L'historien et journaliste Dominique Vidal, fils d'un survivant d'Auschwitz et d'une mère juive cachée par des protestants en France.

La politique israélienne fait une nouvelle fois dramatiquement l'actualité. En France, la critique du gouvernement Netanyahou est parfois amalgamée à de l'antisémitisme. L'association France Palestine Solidarité a invité Dominique Vidal pour rappeler la différence entre un délit et une opinion.
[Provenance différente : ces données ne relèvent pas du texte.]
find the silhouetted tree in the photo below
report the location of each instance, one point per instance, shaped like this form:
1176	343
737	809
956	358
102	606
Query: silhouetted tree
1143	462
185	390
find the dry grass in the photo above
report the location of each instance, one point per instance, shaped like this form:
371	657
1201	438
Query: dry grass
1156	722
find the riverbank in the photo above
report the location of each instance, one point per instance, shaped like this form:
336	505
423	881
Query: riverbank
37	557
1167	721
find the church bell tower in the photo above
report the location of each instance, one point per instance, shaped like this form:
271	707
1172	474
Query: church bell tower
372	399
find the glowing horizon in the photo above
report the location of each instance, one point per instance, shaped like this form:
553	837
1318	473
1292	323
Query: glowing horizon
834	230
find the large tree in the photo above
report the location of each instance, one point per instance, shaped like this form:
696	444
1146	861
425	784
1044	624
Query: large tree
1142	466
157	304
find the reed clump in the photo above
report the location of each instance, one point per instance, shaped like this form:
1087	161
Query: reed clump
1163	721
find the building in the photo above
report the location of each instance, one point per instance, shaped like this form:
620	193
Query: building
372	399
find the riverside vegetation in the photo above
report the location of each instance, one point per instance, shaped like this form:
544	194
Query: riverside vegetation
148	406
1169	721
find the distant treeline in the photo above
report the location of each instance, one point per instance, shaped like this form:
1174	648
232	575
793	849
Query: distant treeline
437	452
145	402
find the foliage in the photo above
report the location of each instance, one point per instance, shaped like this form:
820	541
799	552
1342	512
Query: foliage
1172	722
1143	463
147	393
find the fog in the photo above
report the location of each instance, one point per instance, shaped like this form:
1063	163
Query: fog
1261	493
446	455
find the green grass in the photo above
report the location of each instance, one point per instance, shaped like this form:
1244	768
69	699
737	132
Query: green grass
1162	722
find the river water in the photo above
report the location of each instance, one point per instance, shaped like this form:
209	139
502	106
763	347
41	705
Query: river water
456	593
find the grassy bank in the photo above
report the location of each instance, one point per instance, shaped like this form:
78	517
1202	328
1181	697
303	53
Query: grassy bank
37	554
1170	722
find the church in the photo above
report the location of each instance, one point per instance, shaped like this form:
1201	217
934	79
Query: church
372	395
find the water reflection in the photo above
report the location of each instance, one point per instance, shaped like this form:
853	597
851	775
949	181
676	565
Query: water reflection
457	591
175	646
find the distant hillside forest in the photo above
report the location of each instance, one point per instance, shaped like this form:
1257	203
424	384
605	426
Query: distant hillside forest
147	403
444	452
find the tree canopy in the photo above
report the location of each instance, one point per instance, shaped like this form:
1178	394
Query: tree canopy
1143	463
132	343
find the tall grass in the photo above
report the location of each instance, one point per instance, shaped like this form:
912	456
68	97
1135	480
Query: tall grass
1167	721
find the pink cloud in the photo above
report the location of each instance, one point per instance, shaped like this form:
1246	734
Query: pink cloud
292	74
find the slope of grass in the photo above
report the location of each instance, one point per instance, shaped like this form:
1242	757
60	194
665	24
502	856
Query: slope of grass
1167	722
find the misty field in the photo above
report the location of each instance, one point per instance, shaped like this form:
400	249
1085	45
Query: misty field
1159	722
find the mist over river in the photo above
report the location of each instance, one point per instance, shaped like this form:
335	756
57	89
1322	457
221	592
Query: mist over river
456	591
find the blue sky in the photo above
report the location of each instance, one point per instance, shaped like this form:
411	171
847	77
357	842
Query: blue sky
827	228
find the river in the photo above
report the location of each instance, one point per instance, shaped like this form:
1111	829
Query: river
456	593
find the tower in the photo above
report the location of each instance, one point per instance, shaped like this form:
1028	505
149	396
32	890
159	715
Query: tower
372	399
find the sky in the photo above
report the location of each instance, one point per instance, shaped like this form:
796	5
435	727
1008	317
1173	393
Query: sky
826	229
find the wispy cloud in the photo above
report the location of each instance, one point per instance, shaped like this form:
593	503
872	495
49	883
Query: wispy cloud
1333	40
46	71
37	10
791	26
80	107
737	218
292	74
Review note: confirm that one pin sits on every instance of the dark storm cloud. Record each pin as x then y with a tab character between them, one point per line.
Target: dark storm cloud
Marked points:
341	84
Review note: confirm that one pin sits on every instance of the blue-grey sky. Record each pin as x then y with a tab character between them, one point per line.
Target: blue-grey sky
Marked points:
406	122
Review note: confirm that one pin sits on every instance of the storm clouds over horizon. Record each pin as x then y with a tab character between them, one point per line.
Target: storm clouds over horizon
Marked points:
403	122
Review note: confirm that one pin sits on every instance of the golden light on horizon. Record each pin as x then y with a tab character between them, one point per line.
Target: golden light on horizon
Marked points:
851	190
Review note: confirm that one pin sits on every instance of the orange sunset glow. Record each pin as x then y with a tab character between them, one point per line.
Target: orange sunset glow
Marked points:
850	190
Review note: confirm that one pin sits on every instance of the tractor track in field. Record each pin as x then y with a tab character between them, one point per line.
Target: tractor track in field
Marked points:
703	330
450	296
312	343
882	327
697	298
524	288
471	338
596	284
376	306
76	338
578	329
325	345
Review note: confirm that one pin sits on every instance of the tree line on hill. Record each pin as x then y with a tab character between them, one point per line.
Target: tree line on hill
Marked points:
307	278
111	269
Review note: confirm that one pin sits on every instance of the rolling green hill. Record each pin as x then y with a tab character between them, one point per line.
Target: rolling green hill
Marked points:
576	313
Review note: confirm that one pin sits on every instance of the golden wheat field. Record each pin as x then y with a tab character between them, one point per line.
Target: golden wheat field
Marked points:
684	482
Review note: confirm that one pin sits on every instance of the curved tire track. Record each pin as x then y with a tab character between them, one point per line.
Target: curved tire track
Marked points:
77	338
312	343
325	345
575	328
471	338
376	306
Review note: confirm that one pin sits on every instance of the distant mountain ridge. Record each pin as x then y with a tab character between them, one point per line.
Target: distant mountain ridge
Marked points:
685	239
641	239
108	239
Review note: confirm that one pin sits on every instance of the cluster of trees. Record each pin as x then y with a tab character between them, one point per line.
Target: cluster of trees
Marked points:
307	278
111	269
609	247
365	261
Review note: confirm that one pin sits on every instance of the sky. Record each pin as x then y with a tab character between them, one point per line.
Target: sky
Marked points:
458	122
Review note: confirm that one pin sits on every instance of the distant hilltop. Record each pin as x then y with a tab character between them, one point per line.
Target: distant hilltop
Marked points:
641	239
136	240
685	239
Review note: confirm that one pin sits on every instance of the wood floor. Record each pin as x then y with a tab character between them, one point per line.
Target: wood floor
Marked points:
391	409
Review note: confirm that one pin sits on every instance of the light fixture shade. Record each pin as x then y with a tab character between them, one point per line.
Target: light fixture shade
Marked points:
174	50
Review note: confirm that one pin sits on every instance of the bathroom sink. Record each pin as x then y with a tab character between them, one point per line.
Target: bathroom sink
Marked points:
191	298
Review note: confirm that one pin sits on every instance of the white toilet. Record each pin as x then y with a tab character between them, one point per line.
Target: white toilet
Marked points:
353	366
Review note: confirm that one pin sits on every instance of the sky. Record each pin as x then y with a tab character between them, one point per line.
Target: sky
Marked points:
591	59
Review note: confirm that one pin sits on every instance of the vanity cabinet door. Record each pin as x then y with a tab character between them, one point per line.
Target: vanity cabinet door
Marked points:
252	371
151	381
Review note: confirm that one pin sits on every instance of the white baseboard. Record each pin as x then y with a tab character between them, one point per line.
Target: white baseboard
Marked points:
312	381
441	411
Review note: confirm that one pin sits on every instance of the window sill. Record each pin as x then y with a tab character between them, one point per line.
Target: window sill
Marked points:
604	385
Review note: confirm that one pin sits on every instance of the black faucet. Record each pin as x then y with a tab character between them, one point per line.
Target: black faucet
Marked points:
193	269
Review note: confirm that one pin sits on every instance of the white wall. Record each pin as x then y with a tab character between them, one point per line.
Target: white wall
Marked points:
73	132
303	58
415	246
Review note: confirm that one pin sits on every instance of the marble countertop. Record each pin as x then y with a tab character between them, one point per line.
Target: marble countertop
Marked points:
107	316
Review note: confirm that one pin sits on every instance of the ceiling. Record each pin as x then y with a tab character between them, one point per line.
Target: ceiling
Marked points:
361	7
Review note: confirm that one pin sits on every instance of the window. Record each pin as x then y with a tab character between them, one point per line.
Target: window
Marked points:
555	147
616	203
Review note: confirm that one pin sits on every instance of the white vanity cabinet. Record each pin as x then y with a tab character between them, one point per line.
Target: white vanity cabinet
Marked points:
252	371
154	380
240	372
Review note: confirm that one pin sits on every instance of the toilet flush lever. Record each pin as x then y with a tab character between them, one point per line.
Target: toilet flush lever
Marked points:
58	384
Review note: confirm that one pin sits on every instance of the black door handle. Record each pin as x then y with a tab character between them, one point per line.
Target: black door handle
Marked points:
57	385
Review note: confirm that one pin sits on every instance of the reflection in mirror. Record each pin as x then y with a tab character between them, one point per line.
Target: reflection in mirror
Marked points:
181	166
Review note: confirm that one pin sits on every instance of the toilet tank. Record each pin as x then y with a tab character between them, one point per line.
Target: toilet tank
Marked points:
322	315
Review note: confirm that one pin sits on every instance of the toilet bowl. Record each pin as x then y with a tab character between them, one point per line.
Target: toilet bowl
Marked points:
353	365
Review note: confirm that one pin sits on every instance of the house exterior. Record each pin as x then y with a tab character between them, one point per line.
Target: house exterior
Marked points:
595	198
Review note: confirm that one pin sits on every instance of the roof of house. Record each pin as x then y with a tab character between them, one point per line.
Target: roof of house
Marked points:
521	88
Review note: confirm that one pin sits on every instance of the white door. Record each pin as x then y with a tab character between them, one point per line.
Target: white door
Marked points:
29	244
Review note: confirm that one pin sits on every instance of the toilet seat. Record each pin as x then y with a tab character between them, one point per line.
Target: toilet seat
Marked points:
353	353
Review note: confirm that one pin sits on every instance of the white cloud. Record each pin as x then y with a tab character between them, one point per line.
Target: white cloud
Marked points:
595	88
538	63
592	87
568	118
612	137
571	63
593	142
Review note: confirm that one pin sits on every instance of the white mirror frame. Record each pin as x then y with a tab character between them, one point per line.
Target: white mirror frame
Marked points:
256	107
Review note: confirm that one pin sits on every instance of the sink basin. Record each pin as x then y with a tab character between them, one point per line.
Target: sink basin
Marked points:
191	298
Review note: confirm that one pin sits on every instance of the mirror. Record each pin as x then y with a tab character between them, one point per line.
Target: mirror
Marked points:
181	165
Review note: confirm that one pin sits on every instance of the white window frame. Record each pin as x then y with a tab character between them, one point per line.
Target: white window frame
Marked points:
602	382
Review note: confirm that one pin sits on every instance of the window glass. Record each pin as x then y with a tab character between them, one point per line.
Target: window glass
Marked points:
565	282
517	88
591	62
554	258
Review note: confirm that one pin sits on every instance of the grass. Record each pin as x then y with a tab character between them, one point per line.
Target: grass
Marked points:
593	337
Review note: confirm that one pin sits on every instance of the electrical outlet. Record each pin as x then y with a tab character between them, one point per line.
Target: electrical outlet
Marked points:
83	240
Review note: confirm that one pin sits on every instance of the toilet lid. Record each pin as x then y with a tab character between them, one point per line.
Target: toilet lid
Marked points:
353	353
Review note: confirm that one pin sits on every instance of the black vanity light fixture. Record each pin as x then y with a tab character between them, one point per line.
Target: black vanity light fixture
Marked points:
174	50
« Nous ne céderons rien à l'antisionisme car il est la forme réinventée de l'antisémitisme », avait déclaré Emmanuel Macron, le 16 juillet dernier, devant Benyamin Netanyahou, lors de la commémoration de la rafle du Vel'd'hiv'. Ces propos sont à l'origine du livre « Antisionisme = antisémitisme ? Réponse à Emmanuel Macron » publié en début d'année par Dominique Vidal. « Jamais un chef de l'État n'avait commis une telle erreur historique doublée d'une telle faute politique », souligne le journaliste et historien. Il sera vendredi à Quimper.

Interview.

Antisionisme, antisémitisme. Il vaut mieux commencer par définir les mots.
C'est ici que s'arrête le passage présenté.